Géraste, Daphnis, Florame, Célie, Amarante
Daphnis
Voici ce cher amant qui me tient engagée,
À qui sous votre aveu ma foi s’est obligée.
Changez de volonté pour un objet nouveau :
Daphnis épousera Florame, ou le tombeau.
Géraste
Que vois-je ici, bons dieux ?
Daphnis
Mon amour, ma constance.
Géraste
Et sur quoi donc fonder ta désobéissance ?
Quel envieux démon, et quel charme assez fort,
Faisait entrechoquer deux volontés d’accord ?
C’est lui que tu chéris, et que je te destine ;
Et ta rébellion dans un refus s’obstine !
Florame
Appelez-vous refus de me donner sa foi,
Quand votre volonté se déclara pour moi ?
Et cette volonté, pour une autre tournée,
Vous peut-elle obéir après la foi donnée ?
Géraste
C’est pour vous que je change, et pour vous seulement
Je veux qu’elle renonce à son premier amant.

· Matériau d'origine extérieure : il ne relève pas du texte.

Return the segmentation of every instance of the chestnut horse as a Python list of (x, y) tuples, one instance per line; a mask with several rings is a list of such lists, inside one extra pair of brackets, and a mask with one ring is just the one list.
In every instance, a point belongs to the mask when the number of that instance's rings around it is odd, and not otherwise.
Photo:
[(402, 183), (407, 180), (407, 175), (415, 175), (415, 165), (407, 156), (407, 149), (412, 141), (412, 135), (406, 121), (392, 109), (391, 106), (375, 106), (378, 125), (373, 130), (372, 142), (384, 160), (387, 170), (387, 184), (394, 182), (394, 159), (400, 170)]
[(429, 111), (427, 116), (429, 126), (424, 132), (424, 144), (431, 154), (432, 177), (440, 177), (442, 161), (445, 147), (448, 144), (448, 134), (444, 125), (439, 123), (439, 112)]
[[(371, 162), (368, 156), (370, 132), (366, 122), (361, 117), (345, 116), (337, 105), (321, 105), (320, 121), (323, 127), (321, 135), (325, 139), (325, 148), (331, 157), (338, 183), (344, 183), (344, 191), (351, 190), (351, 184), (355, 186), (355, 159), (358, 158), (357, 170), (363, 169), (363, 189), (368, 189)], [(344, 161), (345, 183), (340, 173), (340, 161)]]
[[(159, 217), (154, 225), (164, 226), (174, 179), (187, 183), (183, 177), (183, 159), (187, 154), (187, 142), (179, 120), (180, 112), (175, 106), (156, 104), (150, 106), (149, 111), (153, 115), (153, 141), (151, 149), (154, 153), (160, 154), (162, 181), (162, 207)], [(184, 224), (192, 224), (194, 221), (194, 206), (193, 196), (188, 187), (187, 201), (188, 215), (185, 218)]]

Lorsque je consentis à sa secrète flamme,
C’était pour Clarimond qui possédait son âme ;
Amarante du moins me l’avait dit ainsi.
Daphnis
Amarante, approchez ; que tout soit éclairci.
Une telle imposture est-elle pardonnable ?
Amarante
Mon amour pour Florame en est le seul coupable :
Mon esprit l’adorait : et vous étonnez-vous
S’il devint inventif, puisqu’il était jaloux ?
Géraste
Et par là tu voulais…
Amarante
Que votre âme déçue
Donnât à Clarimond une si bonne issue,
Que Florame, frustré de l’objet de ses vœux,
Fût réduit désormais à seconder mes feux.
Florame
Pardonnez-lui, monsieur ; et vous, daignez, madame,
Justifier son feu par votre propre flamme.
Si vous m’aimez encor, vous devez estimer
Qu’on ne peut faire un crime à force de m’aimer.
Daphnis
Si je t’aime, Florame ? Ah ! ce doute m’offense.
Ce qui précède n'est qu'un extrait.